A novel strategy for the assignment of side-chain resonances in completely deuterated large proteins using 13C spectroscopy

The assignment of the aliphatic C-13 resonances of trimeric Bacillus Subtilis chorismate mutase, a protein with a molecular mass of 44 kDa, consisting of three 127-residue monomers is presented by use of two-dimensional (2D) C-13-start and C-13-observe NMR experiments.
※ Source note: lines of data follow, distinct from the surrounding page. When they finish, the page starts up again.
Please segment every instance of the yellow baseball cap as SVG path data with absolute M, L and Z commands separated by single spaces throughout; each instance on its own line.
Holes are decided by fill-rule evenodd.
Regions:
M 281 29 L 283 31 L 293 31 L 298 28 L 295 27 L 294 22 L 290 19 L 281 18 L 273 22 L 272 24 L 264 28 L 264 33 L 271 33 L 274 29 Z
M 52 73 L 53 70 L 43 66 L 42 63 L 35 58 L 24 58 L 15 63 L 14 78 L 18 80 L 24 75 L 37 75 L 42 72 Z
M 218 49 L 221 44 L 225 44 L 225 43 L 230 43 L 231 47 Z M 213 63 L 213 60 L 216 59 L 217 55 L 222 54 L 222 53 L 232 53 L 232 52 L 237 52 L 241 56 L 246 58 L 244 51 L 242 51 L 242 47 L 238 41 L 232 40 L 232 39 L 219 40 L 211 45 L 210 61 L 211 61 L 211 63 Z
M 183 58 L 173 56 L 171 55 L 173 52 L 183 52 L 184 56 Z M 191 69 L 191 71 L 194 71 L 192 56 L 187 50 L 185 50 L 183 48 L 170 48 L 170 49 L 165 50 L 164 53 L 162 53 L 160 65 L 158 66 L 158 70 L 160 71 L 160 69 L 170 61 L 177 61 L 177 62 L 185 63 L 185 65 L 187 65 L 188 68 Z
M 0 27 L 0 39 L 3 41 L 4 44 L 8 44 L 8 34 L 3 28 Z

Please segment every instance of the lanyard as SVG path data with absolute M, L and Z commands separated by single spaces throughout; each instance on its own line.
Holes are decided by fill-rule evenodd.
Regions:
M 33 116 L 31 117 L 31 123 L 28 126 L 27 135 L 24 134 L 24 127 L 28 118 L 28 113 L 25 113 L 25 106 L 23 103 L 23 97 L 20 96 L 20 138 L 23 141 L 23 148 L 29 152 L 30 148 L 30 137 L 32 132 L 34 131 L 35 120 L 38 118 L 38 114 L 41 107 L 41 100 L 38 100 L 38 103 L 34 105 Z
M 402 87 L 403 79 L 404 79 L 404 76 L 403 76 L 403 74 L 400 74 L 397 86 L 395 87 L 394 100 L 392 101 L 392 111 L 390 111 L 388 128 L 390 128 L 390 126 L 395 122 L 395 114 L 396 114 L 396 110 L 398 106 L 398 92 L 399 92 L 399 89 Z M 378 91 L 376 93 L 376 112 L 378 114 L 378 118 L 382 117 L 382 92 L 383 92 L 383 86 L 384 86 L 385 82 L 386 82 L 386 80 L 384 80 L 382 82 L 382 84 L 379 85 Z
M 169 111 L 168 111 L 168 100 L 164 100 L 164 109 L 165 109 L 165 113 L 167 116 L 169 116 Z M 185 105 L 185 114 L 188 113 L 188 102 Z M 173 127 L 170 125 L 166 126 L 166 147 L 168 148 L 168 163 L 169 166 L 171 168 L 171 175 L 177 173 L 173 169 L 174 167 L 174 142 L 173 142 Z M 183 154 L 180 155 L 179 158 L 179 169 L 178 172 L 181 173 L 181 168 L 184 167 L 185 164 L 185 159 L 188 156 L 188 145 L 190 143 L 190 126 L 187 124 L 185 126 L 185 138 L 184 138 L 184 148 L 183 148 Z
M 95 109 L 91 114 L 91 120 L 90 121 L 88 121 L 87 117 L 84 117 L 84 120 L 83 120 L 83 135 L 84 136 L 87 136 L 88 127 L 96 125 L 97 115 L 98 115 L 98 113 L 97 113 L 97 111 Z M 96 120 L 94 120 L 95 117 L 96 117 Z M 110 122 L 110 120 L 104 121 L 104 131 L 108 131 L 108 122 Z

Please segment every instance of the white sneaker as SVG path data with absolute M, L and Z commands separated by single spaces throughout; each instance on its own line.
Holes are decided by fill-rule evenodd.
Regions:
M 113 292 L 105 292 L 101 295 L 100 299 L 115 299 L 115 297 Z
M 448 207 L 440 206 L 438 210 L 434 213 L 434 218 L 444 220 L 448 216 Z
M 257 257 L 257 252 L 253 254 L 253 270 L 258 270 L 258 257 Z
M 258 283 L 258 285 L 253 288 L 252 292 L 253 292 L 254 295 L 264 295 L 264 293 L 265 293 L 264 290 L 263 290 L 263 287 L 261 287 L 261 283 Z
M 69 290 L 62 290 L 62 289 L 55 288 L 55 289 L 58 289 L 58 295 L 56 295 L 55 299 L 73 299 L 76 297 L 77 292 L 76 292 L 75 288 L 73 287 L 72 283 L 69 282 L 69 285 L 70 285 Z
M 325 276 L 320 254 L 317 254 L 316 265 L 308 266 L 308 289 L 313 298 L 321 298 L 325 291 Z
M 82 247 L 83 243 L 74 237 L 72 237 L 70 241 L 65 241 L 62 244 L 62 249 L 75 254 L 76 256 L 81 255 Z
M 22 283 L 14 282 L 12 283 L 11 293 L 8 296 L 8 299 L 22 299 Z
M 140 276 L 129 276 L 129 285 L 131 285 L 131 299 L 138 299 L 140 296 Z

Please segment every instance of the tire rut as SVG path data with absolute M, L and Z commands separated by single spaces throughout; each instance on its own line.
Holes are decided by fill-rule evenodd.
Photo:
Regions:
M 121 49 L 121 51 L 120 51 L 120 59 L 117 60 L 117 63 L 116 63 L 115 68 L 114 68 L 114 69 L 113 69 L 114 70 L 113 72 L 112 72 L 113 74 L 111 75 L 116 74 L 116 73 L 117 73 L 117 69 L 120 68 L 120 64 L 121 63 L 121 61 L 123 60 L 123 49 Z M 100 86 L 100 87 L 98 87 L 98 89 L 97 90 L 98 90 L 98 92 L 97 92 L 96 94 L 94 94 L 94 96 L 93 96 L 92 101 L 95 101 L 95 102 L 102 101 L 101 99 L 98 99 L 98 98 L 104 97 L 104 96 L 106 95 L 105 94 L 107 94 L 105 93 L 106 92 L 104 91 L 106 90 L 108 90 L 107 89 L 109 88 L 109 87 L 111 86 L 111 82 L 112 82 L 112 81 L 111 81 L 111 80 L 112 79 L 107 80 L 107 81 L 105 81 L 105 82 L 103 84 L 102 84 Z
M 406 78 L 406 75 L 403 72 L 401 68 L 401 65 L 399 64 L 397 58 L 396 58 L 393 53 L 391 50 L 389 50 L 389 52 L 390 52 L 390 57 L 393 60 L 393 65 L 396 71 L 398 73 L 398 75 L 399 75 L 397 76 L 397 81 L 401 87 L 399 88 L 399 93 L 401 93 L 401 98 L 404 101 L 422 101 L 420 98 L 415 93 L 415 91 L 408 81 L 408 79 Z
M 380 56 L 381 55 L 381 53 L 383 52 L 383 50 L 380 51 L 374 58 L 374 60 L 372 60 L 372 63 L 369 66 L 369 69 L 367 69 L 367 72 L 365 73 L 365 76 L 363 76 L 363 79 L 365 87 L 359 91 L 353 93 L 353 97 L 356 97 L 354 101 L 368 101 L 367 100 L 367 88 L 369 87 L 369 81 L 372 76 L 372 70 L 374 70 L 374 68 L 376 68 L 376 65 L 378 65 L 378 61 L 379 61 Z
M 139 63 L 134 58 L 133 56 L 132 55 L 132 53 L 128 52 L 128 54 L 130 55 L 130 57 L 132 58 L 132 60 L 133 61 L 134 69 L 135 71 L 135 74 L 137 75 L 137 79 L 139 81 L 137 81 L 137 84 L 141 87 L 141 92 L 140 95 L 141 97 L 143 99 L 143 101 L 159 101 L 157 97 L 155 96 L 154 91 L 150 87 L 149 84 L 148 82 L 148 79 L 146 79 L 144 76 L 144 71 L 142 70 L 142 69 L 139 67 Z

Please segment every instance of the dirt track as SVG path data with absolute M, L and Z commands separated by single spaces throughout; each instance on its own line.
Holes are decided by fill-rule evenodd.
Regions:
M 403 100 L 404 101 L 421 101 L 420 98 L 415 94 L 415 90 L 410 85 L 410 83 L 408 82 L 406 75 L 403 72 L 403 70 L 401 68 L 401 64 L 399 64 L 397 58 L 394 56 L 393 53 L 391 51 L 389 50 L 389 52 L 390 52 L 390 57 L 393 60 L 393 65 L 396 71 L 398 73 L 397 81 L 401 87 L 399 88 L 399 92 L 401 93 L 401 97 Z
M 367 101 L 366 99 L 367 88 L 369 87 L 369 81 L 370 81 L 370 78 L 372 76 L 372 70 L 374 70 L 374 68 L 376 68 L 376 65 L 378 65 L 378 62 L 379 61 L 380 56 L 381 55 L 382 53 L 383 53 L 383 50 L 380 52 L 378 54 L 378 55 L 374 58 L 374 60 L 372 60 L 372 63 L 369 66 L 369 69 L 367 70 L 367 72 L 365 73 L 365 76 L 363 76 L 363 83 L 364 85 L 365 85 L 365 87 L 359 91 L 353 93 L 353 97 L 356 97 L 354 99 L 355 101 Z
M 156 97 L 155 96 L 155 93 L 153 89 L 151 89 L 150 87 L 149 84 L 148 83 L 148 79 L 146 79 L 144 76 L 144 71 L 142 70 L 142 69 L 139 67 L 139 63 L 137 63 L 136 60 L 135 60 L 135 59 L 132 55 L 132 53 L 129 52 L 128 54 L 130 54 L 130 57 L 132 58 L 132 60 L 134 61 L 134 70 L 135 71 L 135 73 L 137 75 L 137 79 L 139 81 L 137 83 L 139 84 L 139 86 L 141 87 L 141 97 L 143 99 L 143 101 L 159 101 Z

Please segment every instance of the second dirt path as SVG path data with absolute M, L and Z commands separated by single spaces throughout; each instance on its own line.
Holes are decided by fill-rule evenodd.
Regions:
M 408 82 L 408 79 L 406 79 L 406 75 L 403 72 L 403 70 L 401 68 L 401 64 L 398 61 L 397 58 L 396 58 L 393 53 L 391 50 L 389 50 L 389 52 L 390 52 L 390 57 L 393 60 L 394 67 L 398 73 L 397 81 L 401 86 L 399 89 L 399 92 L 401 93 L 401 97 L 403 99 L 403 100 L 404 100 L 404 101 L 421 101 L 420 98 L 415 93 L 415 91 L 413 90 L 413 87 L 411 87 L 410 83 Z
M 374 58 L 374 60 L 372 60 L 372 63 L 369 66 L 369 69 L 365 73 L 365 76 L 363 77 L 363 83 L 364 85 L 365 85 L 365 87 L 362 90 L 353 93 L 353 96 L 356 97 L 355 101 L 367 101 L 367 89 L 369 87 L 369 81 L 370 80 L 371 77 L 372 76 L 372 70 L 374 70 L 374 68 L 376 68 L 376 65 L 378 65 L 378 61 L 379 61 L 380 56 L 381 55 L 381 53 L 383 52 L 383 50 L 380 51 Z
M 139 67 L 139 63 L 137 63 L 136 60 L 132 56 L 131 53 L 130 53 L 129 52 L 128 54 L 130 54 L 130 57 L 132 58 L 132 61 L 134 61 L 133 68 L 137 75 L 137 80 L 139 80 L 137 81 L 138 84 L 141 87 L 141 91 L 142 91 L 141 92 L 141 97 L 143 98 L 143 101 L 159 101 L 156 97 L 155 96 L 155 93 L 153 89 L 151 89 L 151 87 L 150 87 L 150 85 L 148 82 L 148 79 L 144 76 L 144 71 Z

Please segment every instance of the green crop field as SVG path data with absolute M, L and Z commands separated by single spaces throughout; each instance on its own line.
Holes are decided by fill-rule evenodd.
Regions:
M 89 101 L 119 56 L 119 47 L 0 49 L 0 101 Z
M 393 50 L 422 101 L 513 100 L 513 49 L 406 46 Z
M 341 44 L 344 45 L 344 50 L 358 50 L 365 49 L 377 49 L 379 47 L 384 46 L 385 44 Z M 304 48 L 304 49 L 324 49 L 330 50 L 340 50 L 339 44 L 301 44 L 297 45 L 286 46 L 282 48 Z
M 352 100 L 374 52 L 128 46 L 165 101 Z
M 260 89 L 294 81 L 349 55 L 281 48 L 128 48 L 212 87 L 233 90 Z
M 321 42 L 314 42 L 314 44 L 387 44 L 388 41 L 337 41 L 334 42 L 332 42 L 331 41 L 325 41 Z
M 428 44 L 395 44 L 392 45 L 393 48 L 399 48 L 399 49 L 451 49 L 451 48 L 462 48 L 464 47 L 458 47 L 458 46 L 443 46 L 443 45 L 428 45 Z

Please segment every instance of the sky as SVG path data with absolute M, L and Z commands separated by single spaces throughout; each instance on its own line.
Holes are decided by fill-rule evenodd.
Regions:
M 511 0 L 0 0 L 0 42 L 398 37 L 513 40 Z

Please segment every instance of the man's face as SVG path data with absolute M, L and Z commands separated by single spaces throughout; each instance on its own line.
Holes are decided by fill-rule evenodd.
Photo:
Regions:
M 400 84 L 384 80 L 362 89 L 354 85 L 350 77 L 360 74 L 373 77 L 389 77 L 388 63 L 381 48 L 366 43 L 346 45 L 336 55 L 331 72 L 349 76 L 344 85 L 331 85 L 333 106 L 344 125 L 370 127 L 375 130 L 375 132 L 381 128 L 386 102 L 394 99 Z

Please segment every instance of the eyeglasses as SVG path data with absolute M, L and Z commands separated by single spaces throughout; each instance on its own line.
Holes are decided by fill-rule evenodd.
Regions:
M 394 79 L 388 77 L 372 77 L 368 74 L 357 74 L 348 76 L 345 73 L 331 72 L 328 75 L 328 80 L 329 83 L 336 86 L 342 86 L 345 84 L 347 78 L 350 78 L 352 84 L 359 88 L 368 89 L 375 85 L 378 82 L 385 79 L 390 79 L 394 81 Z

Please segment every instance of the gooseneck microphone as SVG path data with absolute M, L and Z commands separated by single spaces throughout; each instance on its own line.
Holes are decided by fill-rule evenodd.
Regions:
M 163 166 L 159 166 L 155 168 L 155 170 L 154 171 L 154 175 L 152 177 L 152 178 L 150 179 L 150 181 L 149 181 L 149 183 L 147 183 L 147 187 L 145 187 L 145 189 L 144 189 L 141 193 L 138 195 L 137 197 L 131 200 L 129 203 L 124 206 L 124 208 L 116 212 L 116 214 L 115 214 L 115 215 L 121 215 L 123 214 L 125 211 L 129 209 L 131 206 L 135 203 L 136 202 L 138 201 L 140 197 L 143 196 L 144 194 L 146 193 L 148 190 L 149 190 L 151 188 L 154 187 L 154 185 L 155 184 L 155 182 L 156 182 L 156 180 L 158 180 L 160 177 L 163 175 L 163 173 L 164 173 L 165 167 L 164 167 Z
These experiments start with C-13 excitation and end with C-13 observation while relying on the long transverse relaxation times of C-13 spins in uniformly deuterated and C-13, N-15 labeled large proteins. Gains in sensitivity are achieved by the use of a paramagnetic relaxation enhancement agent to reduce C-13 T-1 relaxation times with little effect on C-13 T-2 relaxation times. Such 2D C-13-only NMR experiments circumvent problems associated with the application of conventional experiments for side-chain assignment to proteins of larger sizes, for instance, the absence or low concentration of the side-chain H-1 spins, the transfer of the side-chain spin polarization to the H-1(N) spins for signal acquisition, or the necessity of a quantitative reprotonation of the methyl moieties in the otherwise fully deuterated side-chains. We demonstrate that having obtained a nearly complete assignment of the side-chain aliphatic C-13 resonances, the side-chain H-1 chemical shifts can be assigned in a semiautomatic fashion using 3D N-15-resolved and C-13-resolved NOESY experiments measured with a randomly partially protonated protein sample. We also discuss perspectives for structure determination of larger proteins by using novel strategies which are based on the {H-1, H-1} NOEs in combination with multiple residual dipolar couplings between adjacent C-13 spins determined with 2D C-13-only experiments.